In Boston, Linus Ullmark made 17 saves in  4-0 win for the Bruins over the visiting Vancouver Canucks on Thursday night.

The loss ended the Canucks 12-game point streak.

“I was very impressed [with the defensive effort],” Ullmark said. “We said that beforehand that it wasn’t tolerable to do what we did last game (a 4-1 loss to the Calgary Flames on Tuesday), and the guys really took it to heart. We came out there flying. Obviously, you see [Brad Marchand], he goes out there and scores a highlight-reel goal, and after that we just kept on going.”

Boston improved to 32-10-9.

“[We] didn’t give up odd-man rushes,” Bruins coach Jim Montgomery said. “I think that was the most pleasant thing because when you’re with a lead, you don’t want to give them opportunities to get back in it either by taking penalties or giving up odd-man rushes, and I liked the way we continued to hang on to pucks in the offensive zone.”

The Bruins took control of the game in the opening stanza and never released it.

Brad Marchand staked Boston to a 1-0 lead with 32 seconds gone in the first.

“I need to make a better play there,” Demko said. “I was trying to just get it over to [Quinn Hughes], I just put a little too much mustard on it. It’s an unfortunate play by me, so I take responsibility for it.”

Danton Heinen  pushed the lead to 2-0 at 15:37.

“Our penalty kill hasn’t been up to par from where we started this year,” Coyle said. “So that, to me, we wanted to get better at. You’re not looking to score on the [penalty kill]. When the time is right, the opportunity presents itself. You jump to those, but it just happened to work out that way because I think we’re playing the right way.”

Vancouver dropped to 34-12-5.

“It’s our first [regulation] loss in a while, so if you’re going to lose, I guess you’re going to throw a dud. That was a dud,” Canucks coach Rick Tocchet said. “I mean, two short-handed goals [allowed], you can’t have that. It’s obviously a learning lesson.”

In the middle frame, the Bruins scored twice in a 15-second span to put the game out of reach.

The two goals were scored in the first minute of the second period.

Morgan Geekie hit for the first of the pair at 34 seconds into the middle frame for a 3-0 advantage to Boston.

“It’s a good challenge for us to kind of battle test us here,” Bruins defenseman Hampus Lindholm said. “We talk about the process here, it’s just one hockey game.
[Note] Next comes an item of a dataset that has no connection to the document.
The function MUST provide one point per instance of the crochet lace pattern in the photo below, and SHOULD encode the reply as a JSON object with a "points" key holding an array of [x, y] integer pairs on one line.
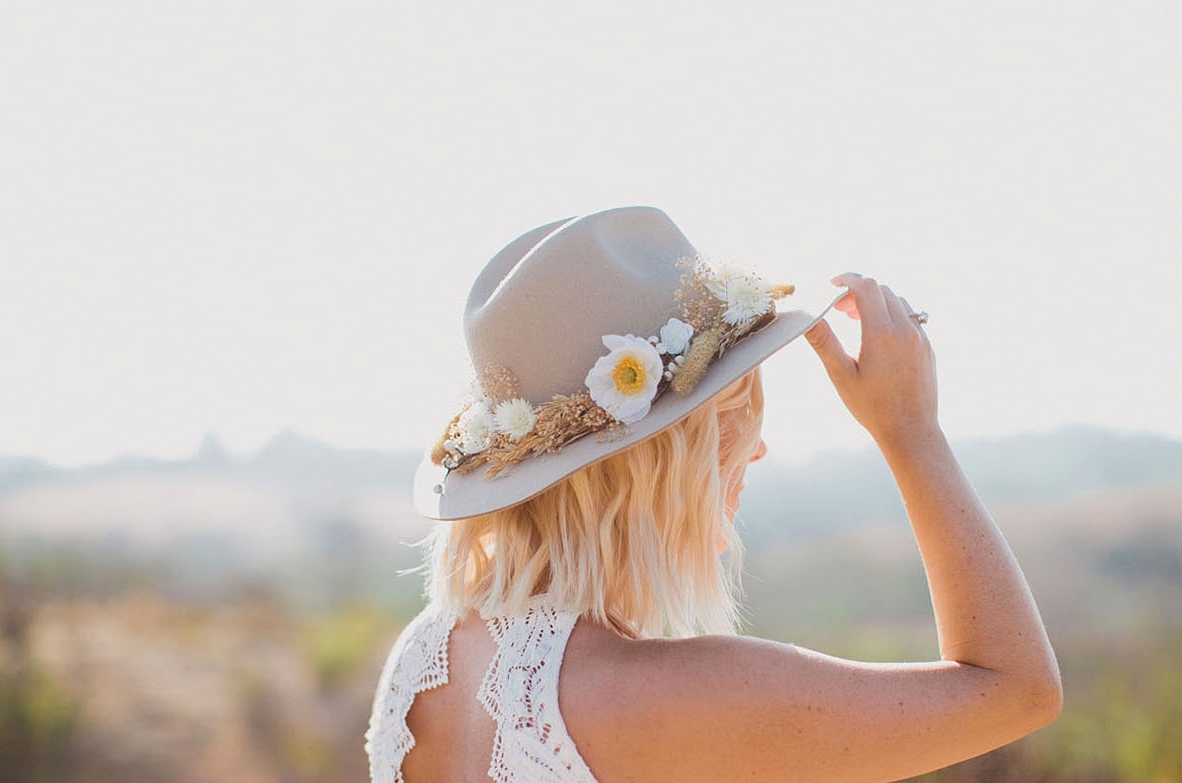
{"points": [[519, 692]]}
We look forward to more training and getting to the next game, but of course [Vancouver’s] a really good hockey team, so we played them really well.”

Pavel Zacha stretched the lead to 4-0 at the 49 second mark of the period.

Thatcher Demko made 21 saves in the loss.

“Credit to [the Bruins], they stuck to their game,” Hughes said. “But also, I mean, we can’t give them two short-handed goals and then the two goals that we gave them in the second are kind of our own mistakes. So they didn’t do anything necessarily too [well], it was just us shooting [ourselves] in the foot.”